Summer 2020 USRA Opportunities


1) Laser Tracking System

2) Sensorless Adaptive Optics System Design

3) Optical Imaging Systems and Applications

4) Real Time Software Systems


Background: Non-invasive imaging provides the ability to look under the surface of samples without causing damage. Techniques like CT, MRI, and ultrasound are useful for whole body imaging, and microscopes are used for looking at cells. There is a missing layer between them for studying features of intermediate scale, on the order of millimeters. An emerging technique for imaging is called Optical Coherence Tomography (OCT) which is similar in principle to ultrasound, but uses light instead of sound waves. OCT systems have resolution and imaging depth intermediate between microscopy and high frequency ultrasound, filling an important technological gap. OCT is widely used to image eyes (ophthalmology), diagnose cancer, and also as a tool to augment studies in developmental biology.

1) Laser Tracking System

Objectives: This research project will develop a high-speed image tracking system for guiding laser treatments during real-time OCT volume acquisition. The initial modules the student will be designing will focus on furthering the existing work on real-time image segementation of OCT data, and feature tracking. Additional work will include laser power control to apply a high power laser to selected features in the images. This project will strengthen the student's software design skills in real time applications. Understanding optics and lasers is not required, but completion of advanced programming courses would be a plus.

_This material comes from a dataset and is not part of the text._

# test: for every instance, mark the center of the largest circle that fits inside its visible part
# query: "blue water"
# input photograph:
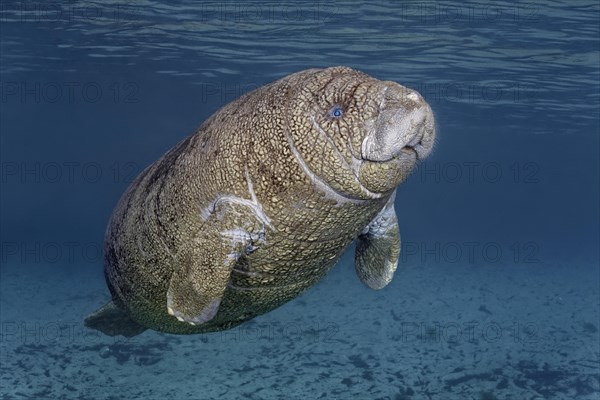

Skills: high-level language programming skills (eg C, C++, C#) are a must. Minimum requirements are completing of ENSC 251, or equivalent. Experience with GPU programming would be an asset.


2) Sensorless Adaptive Optics System Design

Objectives: The purpose of this project is to learn about high resolution imaging using adaptive optics (AO). The same AO technology that is used for sharpening the focus of telescopes acquiring images of the stars can also be used for high resolution microscopy. The purpose of AO is to correct aberrations in the lenses and in the sample in order to obtain diffraction limited imaging performance. The student will participate in on going development of a computational approach to aberration correction similar to autofocus on a camera, but also correcting higher order aberrations. The first portion of the project will focus on developing and understanding of the theory, followed by an experimental concentration in one aspect as determined by the Undergraduate Research Assistant's strengths and interests.

Skills: Students that have completed the undergraduate courses in MATH (ie 251, 254) and E&M (ENSC 316) are preferred.

3) Optical Imaging Systems and Applications

Objectives: The purpose of this project is to learn about optical imaging for medical applications, with a focus on ophthalmology, using Optical Coherence Tomography. The Undergraduate Research Assistant will spend time in the BORG lab at SFU and also be given opportunity to work at the Vancouver General Hospital Eye Care Centre. The work will involve system design, data acquisition, image processing with MatLab, and and 3D visualization software for presentation. The work on the project is diverse, ranging from optics, to programming, to clinical research, and data analysis. Concentration in one aspect of the project will be determined by the Undergraduate Research Assistant's strengths and interests.

Skills: Overall excellence in Biomedical Engineering.

4) Real Time Software Systems

Objectives: The purpose of this project is to learn about software engineering for real-time applications. The Undergraduate Research Assistant will concentrate on applying engineering skills to an existing software system. Experience with object oriented programming, and C/C++ is a essential.

Skills: Minimum requirements: ENSC 251. Preference will be given to students that have completed other undergraduate courses in programming (ie ENSC 351, CMPT 225, etc.).